Implícitamente, el autor se pregunta por
los diferentes intereses y horizontes culturales que el oficio de la traducción
tuvo a lo largo de la historia. Si bien la traducción tuvo una segunda presencia pública a través
de su uso político, la catequización de los nativos, el texto se centra en
presentar las siguientes. El muestrario va hacia inmediatamente lo literario
cuando la presencia de los cronistas devino en su fecunda condición de
“clásicos de la literatura y la traducción hispanoamericana”. Durante los primeros dos siglos de la época colonial, la recopilación y
registro de las creaciones quechuas fueron las prioridades de los traductores. Pero
también lo fueron las traducciones de los clásicos italianos y latinas,
especialmente en el caso del Inca Garcilaso de la Vega y Diego Dávalos
Figueroa. En el S. XVIII predominaron las letras
francesas que tiene en Pedro Peralta Barnuevo a su principal traductor con La Rodoguna y, en menor medida,
aparecen las inglesas. Entrando al S. XIX, la presencia del latín tuvo mayor
fuerza, especialmente con la versión del Salterio
peruano hecha por José Manuel Valdez, aunque una literatura “menos
común” como la portuguesa empieza a tener presencia con Juan de la Pezuela y su
versión de Los Lusiadas. Asimismo, a finales de ese
siglo, se da un acercamiento a la literatura aborigen. No olvidemos que fueron
los poetas del tardío romanticismo quienes tradujeron en distintas versiones y
variados recursos el clásico del teatro quechua, Ollantay.

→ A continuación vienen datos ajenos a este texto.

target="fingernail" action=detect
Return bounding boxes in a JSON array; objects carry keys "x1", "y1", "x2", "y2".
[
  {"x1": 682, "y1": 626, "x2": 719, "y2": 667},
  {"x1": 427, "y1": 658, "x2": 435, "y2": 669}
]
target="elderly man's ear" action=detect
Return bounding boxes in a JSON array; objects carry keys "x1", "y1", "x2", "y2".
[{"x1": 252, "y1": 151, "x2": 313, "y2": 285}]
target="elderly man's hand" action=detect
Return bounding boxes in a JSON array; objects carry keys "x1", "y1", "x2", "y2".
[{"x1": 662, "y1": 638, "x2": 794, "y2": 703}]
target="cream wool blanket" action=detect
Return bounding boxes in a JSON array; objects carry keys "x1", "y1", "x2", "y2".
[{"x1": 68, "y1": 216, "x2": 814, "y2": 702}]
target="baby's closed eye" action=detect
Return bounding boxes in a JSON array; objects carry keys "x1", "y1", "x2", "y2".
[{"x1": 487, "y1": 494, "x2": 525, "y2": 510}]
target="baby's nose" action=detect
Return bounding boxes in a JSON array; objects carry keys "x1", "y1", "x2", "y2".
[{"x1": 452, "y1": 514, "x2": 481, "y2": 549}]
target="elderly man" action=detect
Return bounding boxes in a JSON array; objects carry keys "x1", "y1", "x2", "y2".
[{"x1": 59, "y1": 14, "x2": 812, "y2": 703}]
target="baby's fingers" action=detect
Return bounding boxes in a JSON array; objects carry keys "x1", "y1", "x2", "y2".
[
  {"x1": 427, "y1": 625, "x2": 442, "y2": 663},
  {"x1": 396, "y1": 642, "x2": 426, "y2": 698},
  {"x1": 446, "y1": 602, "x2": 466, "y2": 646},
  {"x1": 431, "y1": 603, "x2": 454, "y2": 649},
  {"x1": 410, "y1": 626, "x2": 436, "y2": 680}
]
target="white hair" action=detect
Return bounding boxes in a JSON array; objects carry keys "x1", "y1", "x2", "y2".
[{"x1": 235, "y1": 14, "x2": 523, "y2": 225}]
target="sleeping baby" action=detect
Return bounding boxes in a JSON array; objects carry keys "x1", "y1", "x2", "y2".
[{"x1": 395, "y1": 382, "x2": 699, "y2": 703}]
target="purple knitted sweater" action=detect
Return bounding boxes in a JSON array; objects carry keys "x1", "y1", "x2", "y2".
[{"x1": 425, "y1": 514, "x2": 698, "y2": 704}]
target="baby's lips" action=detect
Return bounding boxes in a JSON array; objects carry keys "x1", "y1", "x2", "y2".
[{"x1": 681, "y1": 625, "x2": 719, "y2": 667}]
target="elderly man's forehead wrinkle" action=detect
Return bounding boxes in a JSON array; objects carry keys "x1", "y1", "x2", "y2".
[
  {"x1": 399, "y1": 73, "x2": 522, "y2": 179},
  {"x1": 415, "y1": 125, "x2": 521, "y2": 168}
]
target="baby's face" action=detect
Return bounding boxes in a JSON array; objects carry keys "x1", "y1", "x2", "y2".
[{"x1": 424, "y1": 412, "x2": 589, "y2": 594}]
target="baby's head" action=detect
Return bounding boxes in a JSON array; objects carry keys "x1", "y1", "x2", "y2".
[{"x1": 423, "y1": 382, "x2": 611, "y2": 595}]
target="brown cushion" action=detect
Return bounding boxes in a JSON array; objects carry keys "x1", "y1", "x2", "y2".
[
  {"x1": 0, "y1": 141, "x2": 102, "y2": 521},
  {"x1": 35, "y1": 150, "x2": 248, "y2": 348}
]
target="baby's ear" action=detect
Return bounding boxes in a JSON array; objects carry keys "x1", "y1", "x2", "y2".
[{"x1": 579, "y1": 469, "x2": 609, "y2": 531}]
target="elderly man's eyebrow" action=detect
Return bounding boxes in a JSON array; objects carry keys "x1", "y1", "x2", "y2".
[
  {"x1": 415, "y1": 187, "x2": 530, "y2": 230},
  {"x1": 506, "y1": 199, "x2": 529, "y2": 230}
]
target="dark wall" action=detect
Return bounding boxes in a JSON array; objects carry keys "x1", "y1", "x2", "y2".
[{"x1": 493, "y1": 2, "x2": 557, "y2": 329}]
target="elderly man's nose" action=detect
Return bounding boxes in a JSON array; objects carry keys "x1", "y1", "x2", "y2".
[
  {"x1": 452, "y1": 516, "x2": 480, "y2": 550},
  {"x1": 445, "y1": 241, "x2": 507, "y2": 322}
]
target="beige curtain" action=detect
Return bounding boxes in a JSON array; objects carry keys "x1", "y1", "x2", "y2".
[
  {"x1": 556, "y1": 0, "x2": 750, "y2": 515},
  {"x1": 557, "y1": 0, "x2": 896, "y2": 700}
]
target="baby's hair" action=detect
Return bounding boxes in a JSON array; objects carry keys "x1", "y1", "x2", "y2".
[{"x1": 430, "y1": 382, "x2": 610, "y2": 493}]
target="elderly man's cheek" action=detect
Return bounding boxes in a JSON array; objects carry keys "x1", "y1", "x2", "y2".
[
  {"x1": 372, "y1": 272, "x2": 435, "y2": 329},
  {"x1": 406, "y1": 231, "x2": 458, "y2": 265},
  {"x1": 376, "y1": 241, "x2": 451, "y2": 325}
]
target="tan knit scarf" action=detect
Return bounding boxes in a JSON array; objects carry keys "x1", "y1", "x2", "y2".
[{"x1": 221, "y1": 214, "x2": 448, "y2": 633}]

Entrando al S. XX encontramos otra sugerente variedad. Aunque ha habido
intereses constantes —franceses, latinos, ingleses, alemanes o italianos— este
siglo nos trajo otros horizontes culturales. El S. XX tiene en los modernistas
los primeros en interesados en el Brasil literario. Con distinto éxito y grado
de importancia, Víctor G. Mantilla, José Santos Chocano y Enrique Bustamante y
Ballivián fueron los primeros en traducir a poetas brasileños. Esta lengua tuvo
una relativa presencia a lo largo del S. XX, especialmente en los años ochenta,
con las publicaciones de los treinta y un volúmenes hechas por poetas peruanos.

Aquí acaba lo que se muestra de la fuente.